Category Archives: Game Development
My own work on game development
As game designers, is it our responsibility when someone spends more time than they want to on a videogame?
It’s a common enough occurrence in this world of social game systems like Raptr and TrueAchievements. Someone buys a game, and straightaway fills their Twitter and Facebook feeds with their journey towards completing every single little challenge in that game.
Achievements, for the uninitiated, are meta-medals that are associated with a player’s profile across multiple games. They are earned by completing small or large challenges in the game – or at least, that is how they were designed. The best achievements record things that players might do just for fun – to see if they can. Today, the effort required to get an achievement is approaching rather silly extremes. From the ‘turn-on-the-console’ achievements, which reward you for starting the first mission or shooting your first enemy, to the achievements which require literally hundreds or thousands of hours of play.
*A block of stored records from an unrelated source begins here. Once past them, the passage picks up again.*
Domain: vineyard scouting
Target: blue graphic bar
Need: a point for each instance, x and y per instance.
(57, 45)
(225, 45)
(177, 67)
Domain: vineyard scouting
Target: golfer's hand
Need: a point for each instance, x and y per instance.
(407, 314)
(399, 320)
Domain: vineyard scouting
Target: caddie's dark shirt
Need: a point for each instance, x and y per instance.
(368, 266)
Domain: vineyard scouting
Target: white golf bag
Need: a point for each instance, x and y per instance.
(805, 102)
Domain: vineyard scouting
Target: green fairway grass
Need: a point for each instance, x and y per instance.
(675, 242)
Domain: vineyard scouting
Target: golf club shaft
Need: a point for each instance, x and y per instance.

An example of the latter is the now-infamous ‘Seriously…’ achievement from the Gears of War series. Here you can see the Seriously 2.0 achievement from Gears of War 2. This achievement requires you to kill a hundred thousand enemies.
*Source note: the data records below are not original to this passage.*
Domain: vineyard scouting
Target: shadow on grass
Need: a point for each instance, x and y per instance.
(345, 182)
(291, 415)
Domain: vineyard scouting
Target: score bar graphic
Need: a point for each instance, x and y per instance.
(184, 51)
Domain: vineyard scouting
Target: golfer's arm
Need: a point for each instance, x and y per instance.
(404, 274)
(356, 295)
Anybody who is of an obsessive frame of mind – and some gamers certainly are – might waste incredible amounts of time trying to reach this goal, way beyond the amount of time they would spend on the game if there were no achievements. I realise that designers want to encourage players to spend more time (and sometimes more money) on their games, but achievements like this are simply gratuitous.
I play games for fun. Achievements are fun in general, and some of them can be entertaining to strive for, but the pressure of earning every single one in every single game would drive me mad. And yet some people feel that pressure. As game designers, I think we have a ethical responsibility not to enable this kind of anti-fun idea. Not that I think achievements are bad, just that there will always be players obsessive enough to spend the time earning the silly ones like Seriously…, and that we should think carefully before adding such achievements to our games.
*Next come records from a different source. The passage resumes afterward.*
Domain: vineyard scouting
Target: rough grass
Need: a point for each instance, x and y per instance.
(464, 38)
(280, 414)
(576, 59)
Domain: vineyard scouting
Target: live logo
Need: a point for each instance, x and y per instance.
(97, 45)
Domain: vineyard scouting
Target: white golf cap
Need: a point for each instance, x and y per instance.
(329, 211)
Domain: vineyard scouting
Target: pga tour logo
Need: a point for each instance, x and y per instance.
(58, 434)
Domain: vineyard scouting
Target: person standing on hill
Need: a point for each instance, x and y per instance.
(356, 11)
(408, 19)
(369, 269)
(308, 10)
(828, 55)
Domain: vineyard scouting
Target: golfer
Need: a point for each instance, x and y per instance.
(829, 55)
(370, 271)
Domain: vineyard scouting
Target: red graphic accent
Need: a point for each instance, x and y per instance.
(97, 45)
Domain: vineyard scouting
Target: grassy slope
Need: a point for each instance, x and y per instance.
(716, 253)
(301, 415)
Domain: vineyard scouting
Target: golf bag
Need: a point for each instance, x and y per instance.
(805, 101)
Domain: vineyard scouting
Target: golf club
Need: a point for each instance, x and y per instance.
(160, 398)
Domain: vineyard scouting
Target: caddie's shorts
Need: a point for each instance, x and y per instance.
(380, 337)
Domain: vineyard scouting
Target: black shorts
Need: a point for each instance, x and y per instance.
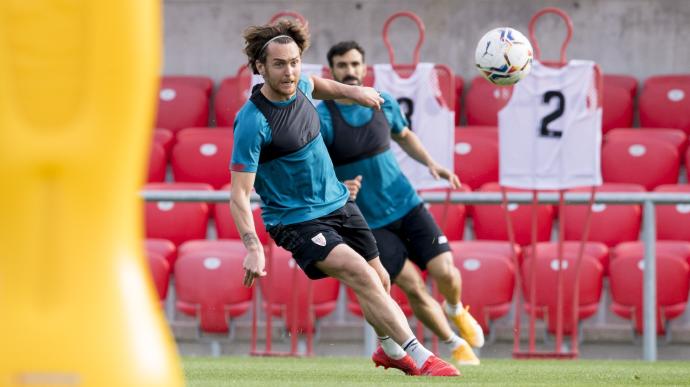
(312, 241)
(415, 236)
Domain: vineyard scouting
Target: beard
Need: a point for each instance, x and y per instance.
(351, 80)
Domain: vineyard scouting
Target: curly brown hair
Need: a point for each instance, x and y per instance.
(255, 38)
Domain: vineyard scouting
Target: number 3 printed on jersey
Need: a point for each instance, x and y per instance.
(545, 131)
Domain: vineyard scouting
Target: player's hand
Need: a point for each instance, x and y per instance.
(353, 186)
(439, 172)
(367, 96)
(254, 264)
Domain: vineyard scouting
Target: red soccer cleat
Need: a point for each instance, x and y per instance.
(435, 366)
(406, 364)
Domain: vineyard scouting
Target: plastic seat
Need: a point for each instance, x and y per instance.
(157, 164)
(181, 106)
(476, 155)
(459, 86)
(675, 137)
(665, 102)
(160, 272)
(479, 247)
(609, 223)
(488, 281)
(205, 84)
(177, 221)
(596, 250)
(484, 100)
(208, 283)
(490, 221)
(232, 93)
(672, 279)
(450, 217)
(617, 106)
(225, 225)
(165, 138)
(203, 157)
(648, 162)
(164, 248)
(679, 249)
(673, 220)
(287, 288)
(396, 293)
(546, 299)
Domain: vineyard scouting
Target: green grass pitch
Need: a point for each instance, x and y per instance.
(343, 371)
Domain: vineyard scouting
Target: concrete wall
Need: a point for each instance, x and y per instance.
(636, 37)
JustEvasion is a game that I developed in 2011. I wanted to make a simple game to keep my programming hand in over the long summer months. I developed it in C++, using OpenGL and the freeglut library. I was relatively unfamiliar with C++ at the time, but I had some sample freeglut code to learn from. The low-level nature of the libraries made some features quite difficult to implement, but it was a very good learning experience for me.
JustEvasion is a game in which the player moves a star shape around the screen. The star is chased constantly by circles, which use an extremely basic chasing mechanism. As such, the circles often line up or overlap as they attempt to reach the player. Players score points by effecting these overlaps. When two circles overlap perfectly (so that only one can be seen), one of them will disappear and the score will increase. If there is more than one overlap happening at once, the player gets a combo bonus.
I had JustEvasion working to this specification within a relatively short time, and I wasn’t sure what to do with it next. Some time later I was investigating Adam Saltsman‘s Canabalt, a very entertaining one-button Flash game.I discovered that the library he used to make the game, Flixel, is open-source. It is possible to develop a full game using only Flixel and FlashDevelop.
I was very excited about Flixel, so as a first project I decided to remake JustEvasion as a Flash game. Although I had made JustEvasion open-source on Google Code, almost nobody I knew had been able to play it because of its dependence on system configuration. A Flash game could remedy this, and allow everyone to at least try my game.
I started by reimplementing all the features that JustEvasion had, then started to add new ones, like a high score cookie that is stored on the computer for the next time you play, and different behaviours in the enemies. The development in ActionScript3 was slow at first, because I had limited Flash experience before, but once I grasped the differences I made progress quickly.
JustEvasion was a landmark project for me. Being able to publish a game in a medium everyone could understand and play made for a great feedback loop. Catching bugs was a lot easier with ten or fifteen people trying each build. It also boosted my confidence in my own abilities.